TataSteelWorkers
Steelworkers hold a banner calling for Tata Steel's Port Talbot steel works to be saved at The Liberty Stadium in Swansea, south Wales, United Kingdom, April 9, 2016. Getty Images/AFP

Excalibur Steel UK, the management buyout vehicle that wants to purchase the United Kingdom assets of Tata Steel, is set to meet bankers Friday to arrange funds to finance the deal. Excalibur plans to raise about 65 percent of the total funding from the banks, with the remaining money to come from employees and the British government.

Stuart Wilkie, the director of Tata Steel at Port Talbot and Llanwern in the U.K., now leads Excalibur, which he developed after Tata’s board rejected as “too risky” a survival plan he had helped design. Wilkie said the group would meet with one British bank and three international banks Friday to present its buyout plan.

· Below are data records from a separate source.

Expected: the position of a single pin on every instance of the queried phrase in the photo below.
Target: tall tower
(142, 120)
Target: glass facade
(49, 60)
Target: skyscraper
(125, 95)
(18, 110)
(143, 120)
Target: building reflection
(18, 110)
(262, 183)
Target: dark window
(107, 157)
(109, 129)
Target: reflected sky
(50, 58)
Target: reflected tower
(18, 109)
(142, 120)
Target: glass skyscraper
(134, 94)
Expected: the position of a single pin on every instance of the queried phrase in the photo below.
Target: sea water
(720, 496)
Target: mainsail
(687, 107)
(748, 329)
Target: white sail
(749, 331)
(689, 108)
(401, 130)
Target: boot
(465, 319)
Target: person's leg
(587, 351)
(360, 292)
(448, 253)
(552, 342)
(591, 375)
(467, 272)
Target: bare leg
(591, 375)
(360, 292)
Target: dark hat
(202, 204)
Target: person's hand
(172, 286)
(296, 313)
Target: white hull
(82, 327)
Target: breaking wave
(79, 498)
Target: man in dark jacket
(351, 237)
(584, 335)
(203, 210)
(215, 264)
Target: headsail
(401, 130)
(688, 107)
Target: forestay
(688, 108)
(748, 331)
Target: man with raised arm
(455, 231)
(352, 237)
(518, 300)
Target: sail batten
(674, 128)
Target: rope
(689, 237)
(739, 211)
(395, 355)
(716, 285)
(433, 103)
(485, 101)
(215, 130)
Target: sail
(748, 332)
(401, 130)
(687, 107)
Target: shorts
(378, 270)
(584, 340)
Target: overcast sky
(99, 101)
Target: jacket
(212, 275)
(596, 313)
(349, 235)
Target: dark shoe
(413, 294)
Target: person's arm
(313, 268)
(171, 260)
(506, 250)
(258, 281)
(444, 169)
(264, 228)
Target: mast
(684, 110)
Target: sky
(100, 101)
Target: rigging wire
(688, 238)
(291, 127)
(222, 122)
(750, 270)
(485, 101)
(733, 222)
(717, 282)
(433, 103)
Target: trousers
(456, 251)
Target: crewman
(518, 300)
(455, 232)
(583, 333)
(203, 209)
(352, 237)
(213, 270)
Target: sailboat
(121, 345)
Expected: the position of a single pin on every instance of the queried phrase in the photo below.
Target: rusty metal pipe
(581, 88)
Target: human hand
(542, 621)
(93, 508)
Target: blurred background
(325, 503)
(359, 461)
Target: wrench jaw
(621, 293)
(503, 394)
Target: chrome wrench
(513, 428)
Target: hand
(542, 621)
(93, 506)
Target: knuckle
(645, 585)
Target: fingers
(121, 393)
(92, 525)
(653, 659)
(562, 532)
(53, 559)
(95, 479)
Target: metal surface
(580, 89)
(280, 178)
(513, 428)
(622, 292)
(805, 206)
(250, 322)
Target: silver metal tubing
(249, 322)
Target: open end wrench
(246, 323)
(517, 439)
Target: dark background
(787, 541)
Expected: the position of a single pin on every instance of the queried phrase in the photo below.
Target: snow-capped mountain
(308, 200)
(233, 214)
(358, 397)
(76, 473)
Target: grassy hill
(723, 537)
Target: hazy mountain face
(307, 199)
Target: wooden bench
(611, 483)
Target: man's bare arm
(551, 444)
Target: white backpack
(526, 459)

“Ideally, by the end of next week we will have secured necessary lines of finance,” Wilkie told Reuters Thursday.

The buyout group wants 10 percent of the total funding to come from employees of Tata Steel, and expects the British government to cough up 25 percent of the overall cost, something the government has said it would do.

Liberty House, a metals group run by Indian-origin businessman Sanjeev Gupta, is another potential bidder for Tata Steel’s U.K. operations.

A takeover by Excalibur may cost about 1,000 jobs at Tata Steel’s U.K. operations, according to the survival plan which was rejected.

Tata Steel is trying to sell its assets in the U.K. as soon as it can. It sold its giant Scunthorpe plant to Greybull Capital LLP last month, in an attempt to exit the U.K.'s miserable steel industry.